Constance Re-creation

ConstanceBack
Photo: Graeme Braidwood

What an aching nostalgia it is to be reunited with The Cleansing of Constance Brown. We have memories and photos and videos but to see it coming alive in front of me again is breathtaking, a crushing reminder how inadequate those other forms are. The euphoria of seeing this show reanimating is given extra piquancy by the thought that this may be the last time that we will all be together; for of course the emotion of the show isn’t exclusively about the show, it is also about these people on this shared mission, bound in our joint endeavour, fused by the history of this thing we do when we are together.

Some theatre theorists would have this, our corridor, as a ‘sacred space’, it’s not. When the three phase power floods it with light and the four channel amp batters it with sound and the smoke floods into it then it is the crucible where the reaction happens. This space is a reliquary piled high with charged symbolic artefacts each of which must have its place in its prescribed position if the ritual is to work its magic.

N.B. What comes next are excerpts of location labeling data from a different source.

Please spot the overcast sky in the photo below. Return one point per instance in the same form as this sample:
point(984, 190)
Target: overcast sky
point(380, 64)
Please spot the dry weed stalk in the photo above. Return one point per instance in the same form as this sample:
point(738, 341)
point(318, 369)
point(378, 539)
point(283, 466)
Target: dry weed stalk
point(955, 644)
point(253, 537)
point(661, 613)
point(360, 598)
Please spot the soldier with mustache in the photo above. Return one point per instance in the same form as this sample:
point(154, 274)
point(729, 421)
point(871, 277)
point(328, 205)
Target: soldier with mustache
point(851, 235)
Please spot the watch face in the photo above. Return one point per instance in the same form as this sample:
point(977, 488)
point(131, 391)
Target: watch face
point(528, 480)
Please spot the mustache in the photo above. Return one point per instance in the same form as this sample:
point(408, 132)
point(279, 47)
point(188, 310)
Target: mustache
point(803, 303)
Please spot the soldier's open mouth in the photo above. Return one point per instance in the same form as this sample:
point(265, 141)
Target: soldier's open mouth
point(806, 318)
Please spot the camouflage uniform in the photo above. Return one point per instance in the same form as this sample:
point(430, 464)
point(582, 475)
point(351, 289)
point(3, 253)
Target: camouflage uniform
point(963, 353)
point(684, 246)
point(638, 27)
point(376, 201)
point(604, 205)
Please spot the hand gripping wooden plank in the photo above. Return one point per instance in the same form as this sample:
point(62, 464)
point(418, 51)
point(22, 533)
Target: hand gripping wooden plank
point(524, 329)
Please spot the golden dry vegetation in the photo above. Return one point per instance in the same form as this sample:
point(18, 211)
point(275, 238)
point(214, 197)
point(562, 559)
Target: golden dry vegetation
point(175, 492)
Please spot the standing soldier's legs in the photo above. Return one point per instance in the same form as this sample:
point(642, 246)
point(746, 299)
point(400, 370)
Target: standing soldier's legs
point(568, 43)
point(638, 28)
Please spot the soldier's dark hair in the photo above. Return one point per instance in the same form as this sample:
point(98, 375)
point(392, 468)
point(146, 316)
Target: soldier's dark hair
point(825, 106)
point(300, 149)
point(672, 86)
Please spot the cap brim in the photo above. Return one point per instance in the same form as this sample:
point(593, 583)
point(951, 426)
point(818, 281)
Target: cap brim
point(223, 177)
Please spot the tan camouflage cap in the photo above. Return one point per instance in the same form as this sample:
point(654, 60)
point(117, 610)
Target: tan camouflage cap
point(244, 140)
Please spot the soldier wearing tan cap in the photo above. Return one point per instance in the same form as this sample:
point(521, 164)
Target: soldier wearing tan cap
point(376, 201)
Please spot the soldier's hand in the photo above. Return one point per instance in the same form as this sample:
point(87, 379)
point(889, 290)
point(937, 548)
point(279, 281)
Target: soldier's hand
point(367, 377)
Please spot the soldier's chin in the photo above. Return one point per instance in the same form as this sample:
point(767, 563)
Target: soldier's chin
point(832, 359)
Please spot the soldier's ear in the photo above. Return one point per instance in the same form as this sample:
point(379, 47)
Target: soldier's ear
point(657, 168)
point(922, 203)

This act is something that can never be repeated; it can only be recreated. We are haunted by elusive ghosts of the old show, old notes, old props, costumes that have worn out or no longer fit. Nina’s laptop shows the corridor populated with courtroom figures, but above Harry is in the same space quietly sweeping, which is the ghost?

The official written record is merely a schematic embellished by different people’s memories and performers’ personal notes, softened to tissue by touch. There are sheets of A4 pinned to the back of the set that everyone refers to but no one quite trusts and the video record is no more reliable, a flawed and outdated deity still turned to for guidance in times of trouble, obscure and difficult to decipher, helpful but only to a point. From this point on the re-creation is in our hands, to make of it what we can, anything that we mis-remember or choose to alter will be part of the show’s evolutionary change.

I was proud of Yarker Junior the other day, she was talking about seeing The Translation of Shadows for the umpteenth time and she said “I like seeing a theatre show lots of times because it’s always different, films are always the same”. How right she is.